JoLT: Joint Probabilistic Predictions on Tabular Data Using LLMs
Aliaksandra Shysheya, John Bronskill, James Requeima, Shoaib Ahmed Siddiqui, Javier Gonzalez, David Duvenaud, Richard E. Turner
TL;DR
JoLT introduces Joint LLMP for Tabular data, a simple, prompt-based framework that uses in-context learning with LLMs to generate joint probabilistic predictions over heterogeneous tabular outputs without training or preprocessing. It supports missing data implicitly, leverages textual side information to refine predictions, and offers both sample-based and full-distribution inference via LLM logits, enabling uncertainty quantification. Across classification and multi-target tasks in low-shot settings, JoLT often surpasses strong baselines, particularly when side information is available, and demonstrates competitive imputation capabilities. The work highlights practical advantages for real-world prediction problems, while acknowledging context-size and computational constraints, and outlines directions for scaling with larger models and richer side information.
Abstract
We introduce a simple method for probabilistic predictions on tabular data based on Large Language Models (LLMs) called JoLT (Joint LLM Process for Tabular data). JoLT uses the in-context learning capabilities of LLMs to define joint distributions over tabular data conditioned on user-specified side information about the problem, exploiting the vast repository of latent problem-relevant knowledge encoded in LLMs.
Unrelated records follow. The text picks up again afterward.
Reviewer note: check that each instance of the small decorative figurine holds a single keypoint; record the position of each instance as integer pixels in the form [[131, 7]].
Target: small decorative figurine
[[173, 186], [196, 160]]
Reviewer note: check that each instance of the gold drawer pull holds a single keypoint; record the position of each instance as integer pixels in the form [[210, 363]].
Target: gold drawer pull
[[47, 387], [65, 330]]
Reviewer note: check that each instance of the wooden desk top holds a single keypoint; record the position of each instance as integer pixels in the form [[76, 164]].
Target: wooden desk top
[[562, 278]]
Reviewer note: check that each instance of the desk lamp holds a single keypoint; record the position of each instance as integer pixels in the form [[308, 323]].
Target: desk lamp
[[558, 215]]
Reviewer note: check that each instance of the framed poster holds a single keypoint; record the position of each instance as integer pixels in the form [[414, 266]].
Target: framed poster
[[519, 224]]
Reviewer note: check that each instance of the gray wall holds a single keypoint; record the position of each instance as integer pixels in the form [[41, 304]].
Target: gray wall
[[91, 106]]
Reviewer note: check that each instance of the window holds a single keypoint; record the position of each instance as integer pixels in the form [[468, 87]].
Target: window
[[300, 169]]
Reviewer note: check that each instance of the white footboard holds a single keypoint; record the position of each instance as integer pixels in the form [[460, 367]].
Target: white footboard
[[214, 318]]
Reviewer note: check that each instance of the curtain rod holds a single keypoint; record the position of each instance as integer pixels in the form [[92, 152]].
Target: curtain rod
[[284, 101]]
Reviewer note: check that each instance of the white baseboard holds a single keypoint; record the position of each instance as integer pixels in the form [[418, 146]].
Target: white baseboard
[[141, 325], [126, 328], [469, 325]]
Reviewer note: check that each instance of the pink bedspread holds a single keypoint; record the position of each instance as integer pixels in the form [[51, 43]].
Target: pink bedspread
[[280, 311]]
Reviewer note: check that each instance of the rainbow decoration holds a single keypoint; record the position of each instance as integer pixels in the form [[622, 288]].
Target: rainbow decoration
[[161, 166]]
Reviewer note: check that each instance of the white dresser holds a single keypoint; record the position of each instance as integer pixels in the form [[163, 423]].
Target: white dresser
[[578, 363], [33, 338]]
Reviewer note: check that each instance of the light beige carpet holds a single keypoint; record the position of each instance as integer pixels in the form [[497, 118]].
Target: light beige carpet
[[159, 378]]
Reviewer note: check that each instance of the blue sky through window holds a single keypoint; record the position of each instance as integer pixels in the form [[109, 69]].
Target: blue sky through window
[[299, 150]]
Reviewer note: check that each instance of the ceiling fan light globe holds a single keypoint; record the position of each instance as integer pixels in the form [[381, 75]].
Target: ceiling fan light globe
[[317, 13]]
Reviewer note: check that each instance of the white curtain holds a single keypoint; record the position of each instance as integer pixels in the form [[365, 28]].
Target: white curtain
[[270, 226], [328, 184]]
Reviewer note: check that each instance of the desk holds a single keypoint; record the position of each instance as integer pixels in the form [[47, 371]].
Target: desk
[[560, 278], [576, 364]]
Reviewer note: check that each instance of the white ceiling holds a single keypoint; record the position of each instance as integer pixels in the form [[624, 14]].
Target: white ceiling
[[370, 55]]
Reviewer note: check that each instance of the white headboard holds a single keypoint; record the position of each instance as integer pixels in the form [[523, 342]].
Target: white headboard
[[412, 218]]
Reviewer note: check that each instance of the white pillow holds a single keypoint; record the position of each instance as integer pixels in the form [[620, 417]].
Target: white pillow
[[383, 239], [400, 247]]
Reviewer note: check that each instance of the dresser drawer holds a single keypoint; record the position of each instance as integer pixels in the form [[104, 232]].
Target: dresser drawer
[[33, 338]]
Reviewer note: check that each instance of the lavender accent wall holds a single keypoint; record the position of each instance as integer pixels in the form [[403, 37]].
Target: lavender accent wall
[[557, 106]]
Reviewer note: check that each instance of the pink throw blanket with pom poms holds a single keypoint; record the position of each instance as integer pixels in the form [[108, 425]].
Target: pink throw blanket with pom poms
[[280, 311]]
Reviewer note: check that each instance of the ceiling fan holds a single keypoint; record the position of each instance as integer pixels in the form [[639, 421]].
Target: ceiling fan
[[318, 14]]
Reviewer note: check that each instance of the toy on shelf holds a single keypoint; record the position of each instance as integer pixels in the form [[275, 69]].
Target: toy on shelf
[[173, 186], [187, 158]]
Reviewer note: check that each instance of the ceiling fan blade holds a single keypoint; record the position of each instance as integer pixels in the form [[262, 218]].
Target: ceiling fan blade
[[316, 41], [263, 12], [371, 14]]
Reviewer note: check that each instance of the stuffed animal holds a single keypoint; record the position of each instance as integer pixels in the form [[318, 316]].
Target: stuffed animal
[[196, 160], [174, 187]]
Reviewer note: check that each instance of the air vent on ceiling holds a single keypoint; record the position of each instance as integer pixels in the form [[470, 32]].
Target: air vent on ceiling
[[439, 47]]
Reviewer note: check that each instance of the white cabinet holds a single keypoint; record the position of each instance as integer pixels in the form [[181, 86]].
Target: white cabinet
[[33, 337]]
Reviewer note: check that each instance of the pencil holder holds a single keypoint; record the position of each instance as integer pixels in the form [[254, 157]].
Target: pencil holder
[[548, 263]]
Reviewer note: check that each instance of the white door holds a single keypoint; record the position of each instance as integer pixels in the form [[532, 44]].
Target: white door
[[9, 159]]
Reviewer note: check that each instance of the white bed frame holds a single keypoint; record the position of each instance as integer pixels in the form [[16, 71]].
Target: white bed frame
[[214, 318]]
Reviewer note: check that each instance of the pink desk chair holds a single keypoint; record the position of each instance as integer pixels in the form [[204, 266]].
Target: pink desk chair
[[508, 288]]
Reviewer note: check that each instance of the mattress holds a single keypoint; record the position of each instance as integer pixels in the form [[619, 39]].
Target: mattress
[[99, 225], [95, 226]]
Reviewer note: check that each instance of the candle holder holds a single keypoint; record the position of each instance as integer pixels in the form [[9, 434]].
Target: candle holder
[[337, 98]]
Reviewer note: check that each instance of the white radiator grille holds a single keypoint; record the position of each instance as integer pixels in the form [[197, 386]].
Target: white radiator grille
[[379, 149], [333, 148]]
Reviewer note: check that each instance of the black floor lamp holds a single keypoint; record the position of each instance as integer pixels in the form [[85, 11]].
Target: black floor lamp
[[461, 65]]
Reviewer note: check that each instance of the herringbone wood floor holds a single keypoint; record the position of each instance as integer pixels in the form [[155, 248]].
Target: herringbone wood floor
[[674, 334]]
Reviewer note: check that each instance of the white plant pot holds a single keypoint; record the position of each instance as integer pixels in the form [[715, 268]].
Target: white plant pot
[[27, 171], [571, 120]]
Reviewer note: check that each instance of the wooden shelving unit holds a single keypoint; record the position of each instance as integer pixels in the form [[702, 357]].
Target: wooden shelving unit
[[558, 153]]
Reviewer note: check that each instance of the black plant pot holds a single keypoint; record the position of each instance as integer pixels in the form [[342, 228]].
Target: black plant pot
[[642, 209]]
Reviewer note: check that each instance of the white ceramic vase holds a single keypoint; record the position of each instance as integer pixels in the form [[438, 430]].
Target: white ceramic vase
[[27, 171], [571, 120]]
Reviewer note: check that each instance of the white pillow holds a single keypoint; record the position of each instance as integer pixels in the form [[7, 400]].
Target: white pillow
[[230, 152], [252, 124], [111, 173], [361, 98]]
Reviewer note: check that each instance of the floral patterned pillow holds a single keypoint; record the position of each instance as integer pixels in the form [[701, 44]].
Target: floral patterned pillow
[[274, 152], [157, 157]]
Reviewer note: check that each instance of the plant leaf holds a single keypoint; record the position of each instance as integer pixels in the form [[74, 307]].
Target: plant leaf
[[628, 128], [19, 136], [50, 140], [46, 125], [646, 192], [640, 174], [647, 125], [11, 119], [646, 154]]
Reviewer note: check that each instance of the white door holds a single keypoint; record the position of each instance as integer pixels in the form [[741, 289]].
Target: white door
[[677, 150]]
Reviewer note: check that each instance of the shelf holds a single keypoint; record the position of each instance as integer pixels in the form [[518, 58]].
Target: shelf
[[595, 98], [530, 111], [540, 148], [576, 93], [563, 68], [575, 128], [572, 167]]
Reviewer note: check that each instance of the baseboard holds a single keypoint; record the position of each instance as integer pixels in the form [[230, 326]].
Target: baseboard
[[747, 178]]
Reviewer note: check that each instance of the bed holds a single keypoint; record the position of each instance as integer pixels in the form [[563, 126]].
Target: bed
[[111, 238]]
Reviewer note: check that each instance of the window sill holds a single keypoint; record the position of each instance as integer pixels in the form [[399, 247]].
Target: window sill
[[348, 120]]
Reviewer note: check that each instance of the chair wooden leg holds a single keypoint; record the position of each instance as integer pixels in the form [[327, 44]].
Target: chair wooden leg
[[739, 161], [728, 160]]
JoLT defines joint distributions for multiple target variables with potentially heterogeneous data types without any data conversion, data preprocessing, special handling of missing data, or model training, making it accessible and efficient for practitioners. Our experiments show that JoLT outperforms competitive methods on low-shot single-target and multi-target tabular classification and regression tasks. Furthermore, we show that JoLT can automatically handle missing data and perform data imputation by leveraging textual side information. We argue that due to its simplicity and generality, JoLT is an effective approach for a wide variety of real prediction problems.